Posted By Sabrina Walasek, Monday, March 25, 2019
Updated: Tuesday, May 7, 2019
Photo courtesy of Cygnus921 [CC BY-SA 3.0]

In honor of March, I decided that rather than searching fields of green for four-leaf clover I would turn inward to identify my own lucky charms. We all know that acknowledging what is good in life is helpful and healthful. Sometimes, though, it’s just hard to muster up the effort to put our full attention on it. This is especially true as we careen through our daily routine, checking off tasks and dealing with the mundane.

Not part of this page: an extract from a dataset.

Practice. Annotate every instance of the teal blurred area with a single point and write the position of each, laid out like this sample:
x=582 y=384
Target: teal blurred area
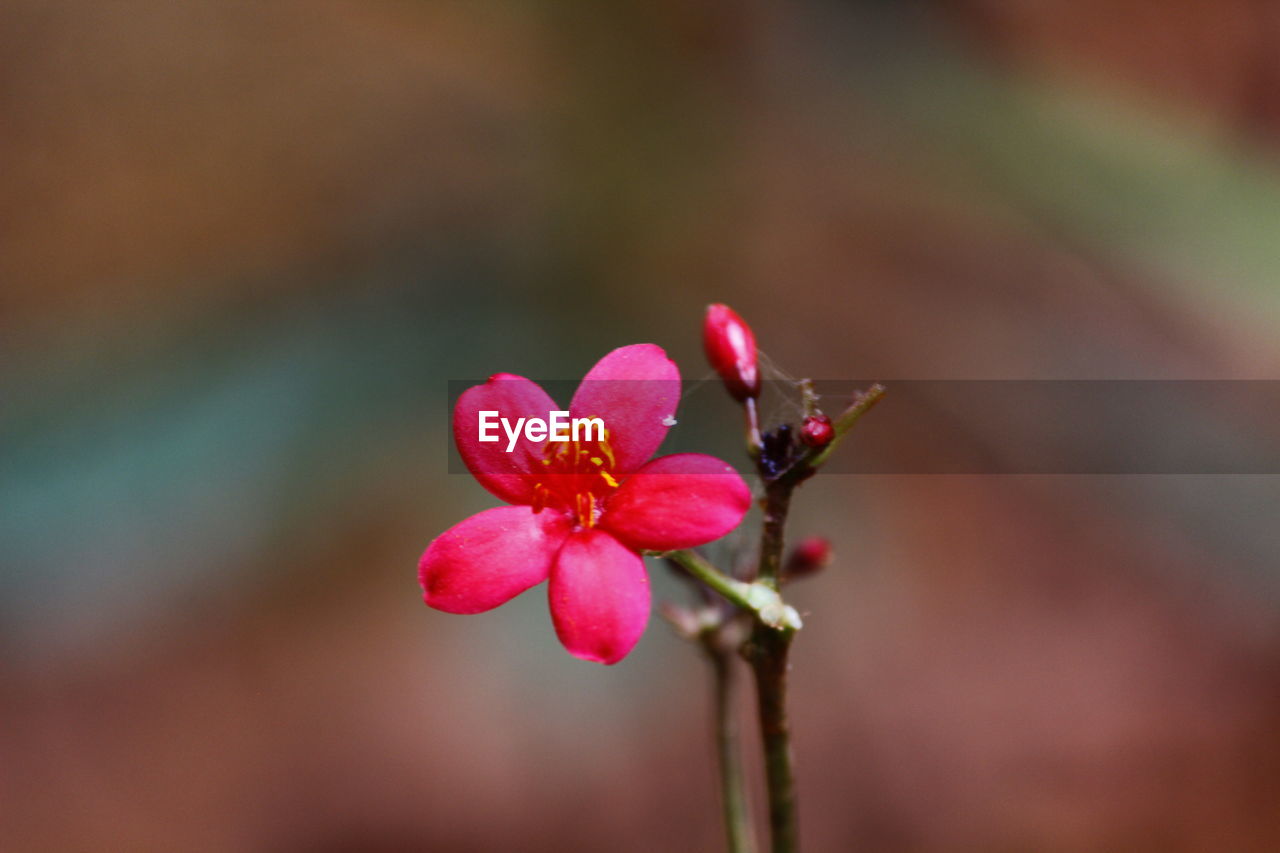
x=245 y=249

To liven up my gratitude practice, I decided to try a new approach and I shared it with my women’s mindfulness circle. I encourage you to give it a try. (This was practiced at the end of the day.)

Opening Statement

Feeling lucky can be a part of any experience. It’s a frame of mind that acknowledges the gift of each moment of each day, no matter the circumstance. It’s a path to feeling comfort, joy, gratitude, or resolve in what is. Tonight we will practice this.


Without explanation, simply state something you feel lucky about. Take whatever comes to mind, without overthinking it. Complete the statement, “I feel lucky that _____.” or “I am lucky to have ______.” Say it out loud. Notice how that makes you feel. (We were in a group, but if you want to do this alone, I still encourage you to say it out loud. It makes it more real.)

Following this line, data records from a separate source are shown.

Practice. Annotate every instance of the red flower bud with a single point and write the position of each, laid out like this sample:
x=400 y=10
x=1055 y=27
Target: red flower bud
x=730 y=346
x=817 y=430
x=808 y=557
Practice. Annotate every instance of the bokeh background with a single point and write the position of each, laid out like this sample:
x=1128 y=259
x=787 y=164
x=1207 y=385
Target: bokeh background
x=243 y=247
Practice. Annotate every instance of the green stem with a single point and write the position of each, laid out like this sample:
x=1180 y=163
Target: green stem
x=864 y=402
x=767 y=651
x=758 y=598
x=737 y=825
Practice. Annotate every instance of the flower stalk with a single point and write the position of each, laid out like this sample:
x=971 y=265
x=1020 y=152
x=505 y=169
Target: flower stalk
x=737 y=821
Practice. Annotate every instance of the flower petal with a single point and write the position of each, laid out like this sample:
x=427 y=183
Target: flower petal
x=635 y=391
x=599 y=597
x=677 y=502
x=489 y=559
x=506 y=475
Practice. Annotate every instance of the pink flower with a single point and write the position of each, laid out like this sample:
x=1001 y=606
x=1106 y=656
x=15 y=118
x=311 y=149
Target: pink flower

We are going to do a ten-minute meditation with a focus. Imagine you are replaying your day as if it were a movie. As you revisit different aspects of the day in your mind’s memory, stop and acknowledge people or things along the way you may have taken for granted, but in observing them from this vantage point, you feel gratitude. Take a moment to silently say, “I’m lucky that ______.”

Remember not to force the feeling of gratitude; simply allow yourself to relive the moments and see what naturally bubbles up and gives you joy or appreciation. If you encounter something that was negative, consider if it might have been a gift. Perhaps there is something you’ve learned from the experience that will help you along your life path.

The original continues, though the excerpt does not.